Along those lines, looking at that and other old proposals reminds me that there are ways to use ZWJ and/or ZWNJ to address this alef issue without adding a code point, which is good, because it seems astronomically unlikely to get a code point added for this.
OK—boring we shall be!
Ben, here’s a more specific and simple solution for you: As the ḥolam ḥaser for vav (05BA) has only one usage, it would be simpler to give it an additional usage, with alef, than it would be to create a new Unicode code point or try to use the regular ḥolam (05B9) for a secondary purpose, as it is already used in the “normal” way with alef. See the picture, below.
The second line shows the traditional typographic placement of the ḥolam—off the upper left corner of the character. Your Frank-Ruehl designs do not do this and I believe it they are examples of an inferior practice. (Note that I didn’t say “incorrect.”) The great Renaissance master Guillaume Le Bé, who cut more Hebrew types than anyone, ever, sometimes cast letters with both preceding and succeeding ḥolamim. The dots were not in the punches, but rather were added to the justifieds. It appears to me, having carefully examined his materials at the Plantin-Moretus Museum, that he used a small hand drill with a depth stop (what jewelers refer to as a “dori” drill) for these dots, as he did for shin and sin as well as the dagesh. Whereas is Bible typesetting, in which the compositor was working on three lines simultaneously (upper nikkud and taamim; the main character; lower nikkud and taamim), other types of literature did not require the top line.

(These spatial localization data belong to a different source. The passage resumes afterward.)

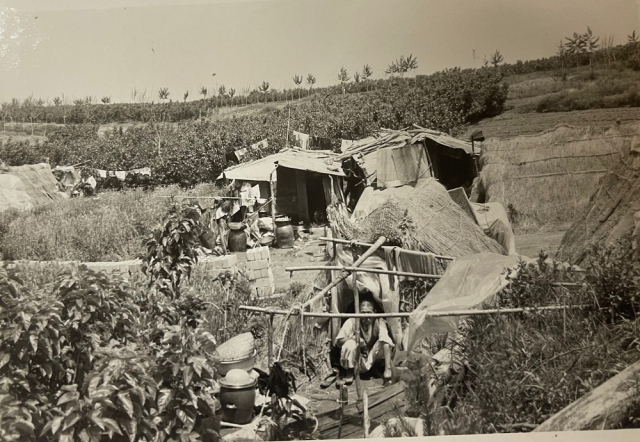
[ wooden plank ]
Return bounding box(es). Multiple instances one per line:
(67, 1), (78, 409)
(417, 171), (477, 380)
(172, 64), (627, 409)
(533, 360), (640, 432)
(331, 269), (341, 345)
(316, 381), (406, 439)
(296, 169), (310, 225)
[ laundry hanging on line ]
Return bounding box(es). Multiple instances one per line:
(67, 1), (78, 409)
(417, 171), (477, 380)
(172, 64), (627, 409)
(310, 136), (332, 150)
(292, 131), (310, 149)
(95, 167), (152, 181)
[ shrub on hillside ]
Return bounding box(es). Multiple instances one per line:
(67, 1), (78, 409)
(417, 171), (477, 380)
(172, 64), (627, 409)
(0, 185), (226, 263)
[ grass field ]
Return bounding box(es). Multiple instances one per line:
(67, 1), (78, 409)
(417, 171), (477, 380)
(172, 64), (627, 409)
(0, 184), (224, 262)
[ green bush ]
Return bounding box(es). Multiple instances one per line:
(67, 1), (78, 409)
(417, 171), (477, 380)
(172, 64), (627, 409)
(399, 239), (639, 435)
(0, 204), (266, 442)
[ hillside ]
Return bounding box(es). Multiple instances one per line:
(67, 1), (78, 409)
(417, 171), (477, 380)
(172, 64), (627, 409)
(465, 68), (640, 139)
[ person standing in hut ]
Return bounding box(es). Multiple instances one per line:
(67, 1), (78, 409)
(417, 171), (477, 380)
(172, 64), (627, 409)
(336, 299), (395, 385)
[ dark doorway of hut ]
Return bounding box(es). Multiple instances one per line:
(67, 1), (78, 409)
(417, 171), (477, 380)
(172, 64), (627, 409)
(306, 172), (328, 226)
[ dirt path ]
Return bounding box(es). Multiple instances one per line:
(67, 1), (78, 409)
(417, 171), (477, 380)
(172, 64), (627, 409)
(235, 227), (330, 293)
(515, 231), (566, 258)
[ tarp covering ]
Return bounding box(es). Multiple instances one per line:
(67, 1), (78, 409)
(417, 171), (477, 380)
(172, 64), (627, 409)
(218, 148), (344, 182)
(337, 127), (475, 190)
(472, 202), (517, 255)
(0, 174), (33, 212)
(406, 253), (523, 351)
(406, 252), (581, 351)
(377, 143), (432, 188)
(0, 163), (67, 212)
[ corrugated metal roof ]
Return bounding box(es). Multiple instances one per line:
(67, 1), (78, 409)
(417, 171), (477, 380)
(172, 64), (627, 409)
(218, 148), (345, 181)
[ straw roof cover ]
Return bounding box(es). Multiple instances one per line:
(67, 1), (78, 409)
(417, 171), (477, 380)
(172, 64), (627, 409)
(355, 178), (506, 257)
(217, 147), (344, 182)
(557, 123), (640, 264)
(0, 163), (67, 212)
(473, 124), (629, 229)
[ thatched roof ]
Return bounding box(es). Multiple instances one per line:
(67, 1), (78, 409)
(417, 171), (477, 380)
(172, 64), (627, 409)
(355, 178), (505, 257)
(557, 123), (640, 264)
(473, 124), (632, 230)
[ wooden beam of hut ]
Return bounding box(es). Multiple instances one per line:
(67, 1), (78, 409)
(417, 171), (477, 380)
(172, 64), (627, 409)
(533, 360), (640, 432)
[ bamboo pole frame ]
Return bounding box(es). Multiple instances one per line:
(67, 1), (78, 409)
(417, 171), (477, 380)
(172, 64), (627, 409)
(286, 265), (442, 280)
(319, 237), (454, 261)
(352, 247), (363, 400)
(301, 236), (387, 310)
(153, 196), (242, 200)
(239, 304), (588, 318)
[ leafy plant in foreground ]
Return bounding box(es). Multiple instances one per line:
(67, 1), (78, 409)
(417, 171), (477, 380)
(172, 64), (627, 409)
(142, 205), (205, 299)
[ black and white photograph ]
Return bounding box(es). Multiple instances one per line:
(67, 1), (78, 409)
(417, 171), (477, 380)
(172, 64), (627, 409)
(0, 1), (639, 441)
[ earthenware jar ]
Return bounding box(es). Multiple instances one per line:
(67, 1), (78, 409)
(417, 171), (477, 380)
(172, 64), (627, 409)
(275, 217), (294, 249)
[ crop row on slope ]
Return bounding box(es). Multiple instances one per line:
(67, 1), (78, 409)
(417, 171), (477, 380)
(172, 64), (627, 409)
(0, 67), (505, 126)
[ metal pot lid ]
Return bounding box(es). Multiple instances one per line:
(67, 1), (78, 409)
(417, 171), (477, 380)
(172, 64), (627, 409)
(219, 378), (257, 390)
(220, 368), (257, 389)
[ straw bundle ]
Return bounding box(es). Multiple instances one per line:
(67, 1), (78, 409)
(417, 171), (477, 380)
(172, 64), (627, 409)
(475, 124), (632, 230)
(271, 269), (333, 378)
(557, 123), (640, 264)
(356, 178), (505, 257)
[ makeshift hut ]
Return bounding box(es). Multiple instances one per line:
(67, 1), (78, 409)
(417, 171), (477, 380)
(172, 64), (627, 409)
(0, 163), (67, 212)
(336, 126), (479, 192)
(472, 124), (629, 230)
(217, 148), (345, 225)
(557, 123), (640, 265)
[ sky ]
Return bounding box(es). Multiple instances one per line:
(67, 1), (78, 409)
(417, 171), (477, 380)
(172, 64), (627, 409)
(0, 0), (638, 103)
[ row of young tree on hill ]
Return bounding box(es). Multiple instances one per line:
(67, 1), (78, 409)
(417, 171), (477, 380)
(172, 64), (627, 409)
(0, 67), (508, 187)
(499, 28), (640, 77)
(0, 54), (422, 126)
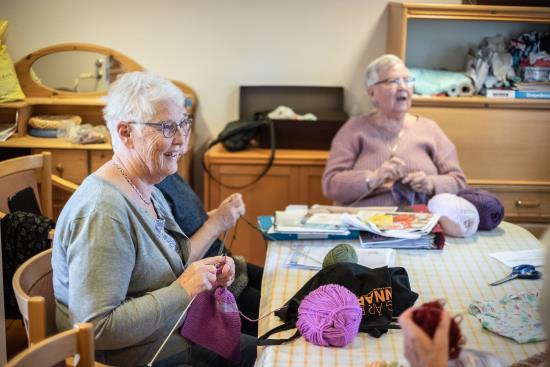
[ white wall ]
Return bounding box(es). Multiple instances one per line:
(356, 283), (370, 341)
(1, 0), (460, 192)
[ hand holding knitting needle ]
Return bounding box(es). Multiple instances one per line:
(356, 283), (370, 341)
(177, 256), (226, 297)
(207, 193), (246, 233)
(375, 157), (406, 185)
(402, 171), (435, 195)
(215, 256), (236, 287)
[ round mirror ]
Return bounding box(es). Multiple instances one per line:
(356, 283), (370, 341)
(30, 51), (125, 93)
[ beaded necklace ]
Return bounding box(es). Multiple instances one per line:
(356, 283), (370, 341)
(112, 161), (152, 206)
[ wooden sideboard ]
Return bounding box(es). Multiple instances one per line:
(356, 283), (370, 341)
(203, 145), (331, 266)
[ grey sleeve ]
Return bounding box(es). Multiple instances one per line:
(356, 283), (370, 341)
(66, 212), (190, 350)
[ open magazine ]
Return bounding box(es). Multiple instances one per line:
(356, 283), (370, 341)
(341, 211), (440, 239)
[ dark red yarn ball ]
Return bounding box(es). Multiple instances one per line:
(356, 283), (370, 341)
(412, 300), (462, 359)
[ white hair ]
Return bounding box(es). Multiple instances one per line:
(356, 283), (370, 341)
(103, 71), (184, 150)
(364, 54), (404, 89)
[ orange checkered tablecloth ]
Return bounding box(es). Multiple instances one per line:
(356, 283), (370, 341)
(256, 222), (546, 366)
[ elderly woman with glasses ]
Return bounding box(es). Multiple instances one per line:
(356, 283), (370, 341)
(322, 54), (466, 207)
(52, 71), (256, 367)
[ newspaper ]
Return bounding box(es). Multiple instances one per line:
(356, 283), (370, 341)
(0, 121), (17, 142)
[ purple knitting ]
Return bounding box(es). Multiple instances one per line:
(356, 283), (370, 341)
(180, 287), (241, 362)
(458, 188), (504, 230)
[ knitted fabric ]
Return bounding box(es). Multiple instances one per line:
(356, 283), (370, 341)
(1, 211), (53, 318)
(180, 287), (241, 362)
(391, 180), (429, 206)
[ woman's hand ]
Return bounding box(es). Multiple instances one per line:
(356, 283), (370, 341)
(375, 157), (406, 184)
(176, 257), (222, 297)
(214, 256), (236, 287)
(208, 193), (245, 233)
(402, 171), (435, 195)
(398, 307), (450, 367)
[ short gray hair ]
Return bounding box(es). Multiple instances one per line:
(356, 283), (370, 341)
(364, 54), (404, 89)
(103, 71), (184, 150)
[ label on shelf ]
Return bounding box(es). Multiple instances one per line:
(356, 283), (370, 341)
(486, 89), (515, 98)
(515, 91), (550, 99)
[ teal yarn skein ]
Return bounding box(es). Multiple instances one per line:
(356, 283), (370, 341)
(322, 243), (358, 268)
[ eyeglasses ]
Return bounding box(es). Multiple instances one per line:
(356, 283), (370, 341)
(129, 115), (193, 138)
(374, 77), (415, 87)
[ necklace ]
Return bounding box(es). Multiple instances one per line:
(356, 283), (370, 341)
(112, 161), (152, 206)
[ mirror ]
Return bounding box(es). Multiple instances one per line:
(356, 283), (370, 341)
(30, 51), (125, 93)
(15, 43), (143, 98)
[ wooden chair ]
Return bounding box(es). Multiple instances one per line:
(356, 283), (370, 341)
(12, 249), (110, 367)
(0, 152), (53, 219)
(12, 248), (56, 346)
(0, 152), (79, 239)
(6, 323), (95, 367)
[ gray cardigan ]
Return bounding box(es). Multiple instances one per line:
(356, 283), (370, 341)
(52, 174), (192, 366)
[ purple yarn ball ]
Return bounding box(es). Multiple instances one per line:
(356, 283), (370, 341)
(458, 188), (505, 231)
(296, 284), (362, 347)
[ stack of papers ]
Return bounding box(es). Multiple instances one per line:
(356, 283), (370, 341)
(488, 249), (544, 268)
(286, 244), (395, 270)
(342, 211), (440, 239)
(359, 231), (438, 249)
(275, 210), (350, 235)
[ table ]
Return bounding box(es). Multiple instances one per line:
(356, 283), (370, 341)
(256, 222), (546, 366)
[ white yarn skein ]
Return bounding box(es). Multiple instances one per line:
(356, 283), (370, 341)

Because the ḥolam dots were cast as overhanging kerns, the compositor could easily break off the one that was not required. This alleviated any problems in casting an imbalanced number of sorts and reduced the casting time.
The digital font I use here is after Le Bé, which I made with the participation of Matthew Carter.
(By the way, the glyph with two ḥolamim has no purpose in the digital world!)
Most of the issues raised by Peter Kirk in 2003 have been—or could be—easily addressed. The (furtive) patach g’nuvah can be achieved as a series of substitutions and put into a stylistic set (or some other feature). I have done this successfully. It’s my opinion that issues of Qere/k’tiv should be addressed parenthetically in digital typesetting. If you try to accommodate it within the words, you are doing no favors for the reader. Keep in mind that, in best practices, the position of the nikkud must be stable, not shifting left or right when overburdened. You have to achieve a size/weight balance. Don't throw out the baby with the bath water—and don't knock your head against the wall! I won't go on . . .
Your suggestion has the great advantage of being far less invasive, by not changing the meaning of any code point sequence whose meaning is currently defined: you are just defining the meaning U-HHFV on alef, whose meaning is currently not defined.
Thanks, John, for these interesting considerations. To be clear about what I proposed and demonstrated: the typing order is alef first, then holam, as usual, only that the anchor points place the holam at the upper right. What would prevent that from working in any environment? I’ve always believed that the anchor positions were agnostic and I’ve always treated them accordingly, with great success. After all, there are plenty of examples in which similar things happen with the upper taamim (e.g., geresh muqdam, 059D), and the lower ones, too (e.g., yetiv, 059A). They certainly work in InDesign and also when I save texts in html. As you know, my anchor array is much, much simpler than yours, so there's no tripping over the shoelaces.